In one instance, at least, the preference of an NCLT-appointed Insolvency Resolution Professional (IRP) came down on the side of the banks. The apex court’s order records that the IRP appointed by the NCLT to manage Videocon’s assets through the resolution process “applied before NCLT to restrain DoT from encashing certain bank guarantees submitted by Videocon.” “Banks have said that it is up to the IRP to decide as per the agreement with creditors and that DoT will be paid as per rules,” the analyst pointed out.

There remains a legal gap (call it a loophole, if you like), however, which will have to be filled up by the NCLAT, points out independent telecom industry analyst Mahesh Uppal.

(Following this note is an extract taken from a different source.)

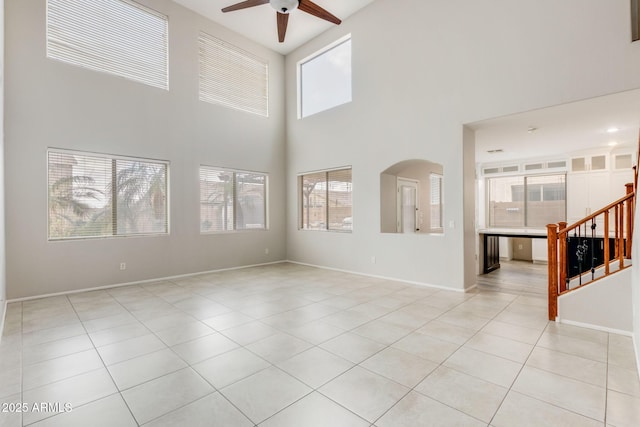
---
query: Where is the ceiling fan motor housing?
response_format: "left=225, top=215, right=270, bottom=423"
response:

“It is unclear from the spectrum sharing and trading rules under what circumstances can spectrum be shared/traded between one entity undergoing bankruptcy proceedings and another which is not,” he told NewsClick, adding that “there are clauses where dues are made the liability of both, buyer and seller,” and that while “rule 11 and 12 of the trading rules seem clear that known government dues must be cleared before trading and the trading agreements must explicitly allow for dues that emerge later, there is no clear provisions relating to bankrupt companies.”

The Supreme Court’s verdict says that it is for the NCLAT “to decide whether the licence/spectrum can be transferred and be a part of the resolution process initiated under the provisions of the Insolvency and Bankruptcy Code” and “whether spectrum/licence can be subjected to resolution process as an asset belonging to the telecom service providers, and whether the AGR dues are operational.”

The only clear case it seems, according to Syngal, is that of Airtel and Videocon. “Airtel acquired Videocon lock stock and barrel. In the case of an acquisition, the acquirer bears the brunt. The merger and acquisition guidelines are clear.”

Another analyst told NewsClick that as things stand, “if an entity shares/trades 100% of its spectrum (that is, if it is acquired), it is liable for all past and present AGR dues, but if 99% is shared/traded, then the entity has no past liability?”

This person wondered that if indeed this is the case, does it not seem “illogical and absurd.” Yet, this precisely appears to be the case for Airtel’s use of a part of Aircel’s spectrum through trading, and RJio’s use of a part of RCom’s spectrum through trading and sharing.

Whereas Uppal said this interpretation of the rules made no sense to him, Syngal agreed with the view of the analyst quoted, saying: “Clever and astute as the Ambanis are, they decided to use this loophole in the rules relating to spectrum trading and sharing––RJio has used this situation extremely cleverly.”

“That is why we say the law is an ass, absurdity is thy name,” he quipped.

A former CEO of a telco, who spoke on condition of anonymity, told NewsClick that at the heart of the matter is what principles the authorities eventually intend to follow.

“All good policies should start with a preamble expressing honestly what you are setting out to achieve. The Indian Constitution is the best example,” the former CEO said, adding that “the National Telecom Policy of 1999 also was more than half decent. But, when you follow no principle, or lack principle, then policy ends up as spaghetti.”

“Oh, what a tangled web we weave, when first we practice to deceive!” he concluded, quoting the 19th Century Scottish poet Sir Walter Scott.

The authors are independent journalists.